Interview: Donuts’ Richard Tindal on new gTLD outreach

Kevin Murphy
March 17, 2015
Interviews

This is the full transcript of an interview DI conducted with Donuts chief operating officer Richard Tindal, January 23, 2015 which covers Donuts plans to market its huge portfolio of new gTLDs in 2015. Additional topics include search engine optimization, smart search, registrar relations and the potential impact of dot-brands. It’s been lightly edited for clarity and readability.

DI: Before we talk about 2015, let’s recap 2014 from your point of view.

Richard Tindal: We found 2014 to be very successful, certainly for us and certainly for the program. The sorts of volumes that have been seen are in line with our expectations. If you break down the types of registrants, the types of people who have been buying the names, you can see things that do not surprise us.
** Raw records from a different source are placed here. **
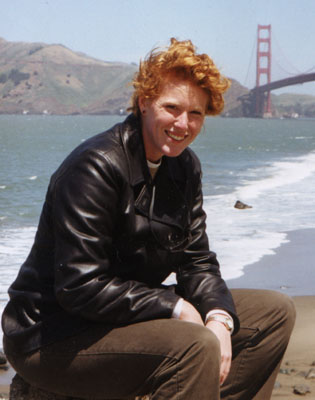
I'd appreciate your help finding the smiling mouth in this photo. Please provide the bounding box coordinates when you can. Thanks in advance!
[165,130,187,142]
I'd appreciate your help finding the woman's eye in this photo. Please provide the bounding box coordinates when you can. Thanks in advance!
[191,110,202,116]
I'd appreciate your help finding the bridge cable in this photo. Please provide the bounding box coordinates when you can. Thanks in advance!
[244,38,256,87]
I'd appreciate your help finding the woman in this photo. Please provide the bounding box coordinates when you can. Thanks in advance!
[3,39,294,400]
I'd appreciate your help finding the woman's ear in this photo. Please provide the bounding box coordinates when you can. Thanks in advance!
[138,96,147,114]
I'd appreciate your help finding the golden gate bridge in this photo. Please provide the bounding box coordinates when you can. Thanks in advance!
[239,25,315,118]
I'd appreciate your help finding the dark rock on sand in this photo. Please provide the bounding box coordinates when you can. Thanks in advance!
[293,385,311,396]
[234,200,253,210]
[305,368,315,379]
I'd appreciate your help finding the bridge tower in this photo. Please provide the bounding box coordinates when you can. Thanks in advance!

Very, very low levels of trademark protection activity. We expected that, and it’s actually even lower than we expected it and we expected very low levels. So, that was not surprising to us. That sort of segment of buying is not really a sustainable part of the business. It is not what we are in business to get — and nor are other registries — those protectors. They certainly did not turn up in any numbers and that did not surprise us in any regard.
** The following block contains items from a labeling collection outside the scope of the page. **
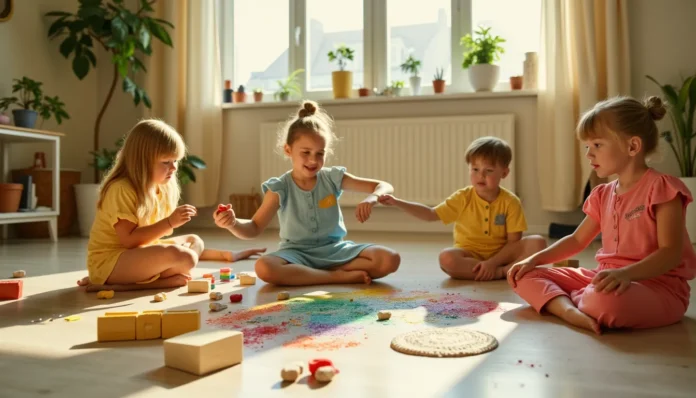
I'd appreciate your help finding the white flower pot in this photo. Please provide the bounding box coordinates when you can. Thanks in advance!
[469,64,500,91]
[408,76,420,95]
[75,184,99,237]
[679,177,696,243]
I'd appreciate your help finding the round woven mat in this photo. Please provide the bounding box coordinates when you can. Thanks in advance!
[391,327,498,357]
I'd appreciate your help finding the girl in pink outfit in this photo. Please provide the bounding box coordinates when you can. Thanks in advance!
[507,97,696,334]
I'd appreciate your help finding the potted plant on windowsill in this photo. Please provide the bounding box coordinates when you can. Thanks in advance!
[0,76,70,129]
[646,74,696,243]
[401,55,421,95]
[328,44,355,98]
[460,26,505,91]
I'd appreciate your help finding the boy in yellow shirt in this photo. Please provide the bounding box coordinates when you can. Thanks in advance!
[379,137,546,281]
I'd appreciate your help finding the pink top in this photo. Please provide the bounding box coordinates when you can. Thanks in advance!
[583,169,696,280]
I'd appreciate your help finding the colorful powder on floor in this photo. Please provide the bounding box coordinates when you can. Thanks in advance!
[207,289,500,351]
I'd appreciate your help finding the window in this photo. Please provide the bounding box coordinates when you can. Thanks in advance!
[227,0,290,92]
[470,0,541,83]
[387,0,452,87]
[306,0,364,91]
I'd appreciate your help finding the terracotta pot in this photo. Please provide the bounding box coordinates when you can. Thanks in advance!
[510,76,523,90]
[433,80,446,94]
[0,184,24,213]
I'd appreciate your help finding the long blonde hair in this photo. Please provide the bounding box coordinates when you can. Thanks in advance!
[97,119,186,221]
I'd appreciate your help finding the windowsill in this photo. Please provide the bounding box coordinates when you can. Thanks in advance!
[222,90,537,109]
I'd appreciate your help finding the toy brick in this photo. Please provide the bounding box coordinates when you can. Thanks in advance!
[0,280,24,300]
[163,330,244,376]
[188,279,210,293]
[162,310,201,339]
[97,312,138,341]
There are really three segments, I think: the protectors, the investors, and then the end users who are typically companies using them. So, the investors certainly turned up. They turned up more heavily, I think, in the first months.

Of course we think of this as one product. We do not view it as a collection of individual, different products, all the different TLDs, but rather a “category”, if you like. We think the category got good adoption.

The investors certainly turned up. In our view, it is good to have domain investors in there, but not too many. It is a bit of a balance. You want the bulk of your population of names to be owned by businesses and users, but certainly domain investors play an important role because they are a sort of catalyst, if you like. They become an unpaid sales force out there and spread the word, and certainly a lot of the investors have sold names and there has been some good price appreciation for those that have.